Comacchio, che già conoscevo per esservi stato più volte, ha sorpreso il mio compagno di viaggio, che come tutti coloro che la conoscono solo di fama la associava sostanzialmente alle anguille. Peraltro qui tutto è ispirato all'anguilla: pasta con le anguille, grigliata di anguille, gelato all'anguilla, cappottini di anguilla... Nei canali ci sono anche delle anatre, ma sono finte.
Uscire da Comacchio non è cosa comoda, né più né meno come l'amore con Veronica nella canzone di Jannacci, perché il ponte che la collega con l'Argine Agosta ai margini del centro storico non c'è più da anni, e quindi non resta che tornare indietro di quasi tre km per la strada da cui siamo giunti per andare a prendere l'altro ponte (che come ci dicono è a sua volta un po' malcerto sulle gambe).

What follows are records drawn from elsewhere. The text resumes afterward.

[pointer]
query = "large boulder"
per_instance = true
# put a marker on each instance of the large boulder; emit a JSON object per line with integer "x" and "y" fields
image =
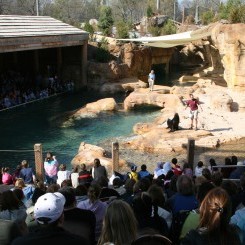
{"x": 220, "y": 101}
{"x": 87, "y": 153}
{"x": 143, "y": 97}
{"x": 229, "y": 39}
{"x": 107, "y": 104}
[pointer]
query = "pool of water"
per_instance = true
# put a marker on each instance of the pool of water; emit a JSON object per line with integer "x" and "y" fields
{"x": 39, "y": 122}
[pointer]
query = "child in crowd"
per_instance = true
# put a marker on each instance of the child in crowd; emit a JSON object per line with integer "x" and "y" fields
{"x": 63, "y": 174}
{"x": 199, "y": 168}
{"x": 133, "y": 174}
{"x": 7, "y": 178}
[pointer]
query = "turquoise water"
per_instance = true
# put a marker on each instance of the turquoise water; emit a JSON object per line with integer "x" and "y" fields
{"x": 39, "y": 122}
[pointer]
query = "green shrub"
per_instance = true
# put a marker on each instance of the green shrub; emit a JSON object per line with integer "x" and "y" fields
{"x": 207, "y": 17}
{"x": 90, "y": 29}
{"x": 103, "y": 55}
{"x": 122, "y": 29}
{"x": 105, "y": 20}
{"x": 149, "y": 12}
{"x": 169, "y": 28}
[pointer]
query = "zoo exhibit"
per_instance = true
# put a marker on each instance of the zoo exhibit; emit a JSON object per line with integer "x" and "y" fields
{"x": 77, "y": 109}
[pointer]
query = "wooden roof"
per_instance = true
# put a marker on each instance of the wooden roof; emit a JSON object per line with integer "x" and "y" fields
{"x": 18, "y": 33}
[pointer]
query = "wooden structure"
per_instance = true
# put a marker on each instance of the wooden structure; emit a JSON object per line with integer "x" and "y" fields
{"x": 42, "y": 44}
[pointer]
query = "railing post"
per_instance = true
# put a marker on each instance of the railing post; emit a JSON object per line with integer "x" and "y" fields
{"x": 115, "y": 156}
{"x": 39, "y": 161}
{"x": 190, "y": 151}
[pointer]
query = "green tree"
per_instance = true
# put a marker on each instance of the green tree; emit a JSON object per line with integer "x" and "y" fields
{"x": 149, "y": 11}
{"x": 226, "y": 9}
{"x": 89, "y": 28}
{"x": 102, "y": 54}
{"x": 169, "y": 28}
{"x": 106, "y": 20}
{"x": 122, "y": 29}
{"x": 237, "y": 15}
{"x": 207, "y": 17}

L'Argine Agosta con traiettoria rettilinea attraversa il più classico scenario delle Valli di Comacchio e ci porta ad Anita, Alfonsine, e infine a Ravenna.
I nostri complimenti ai responsabili della viabilità, che ci fanno piombare in piena superstrada senza alcun preavviso (per fortuna c'è un'uscita dopo poche centinaia di metri), così come era successo quattro anni fa nell'uscire dalla città dalla parte di S. Apollinare in Classe.
Per verificare il nostro apprezzamento del patrimonio artistico ravennate rimando al Ciclogiro del 2004.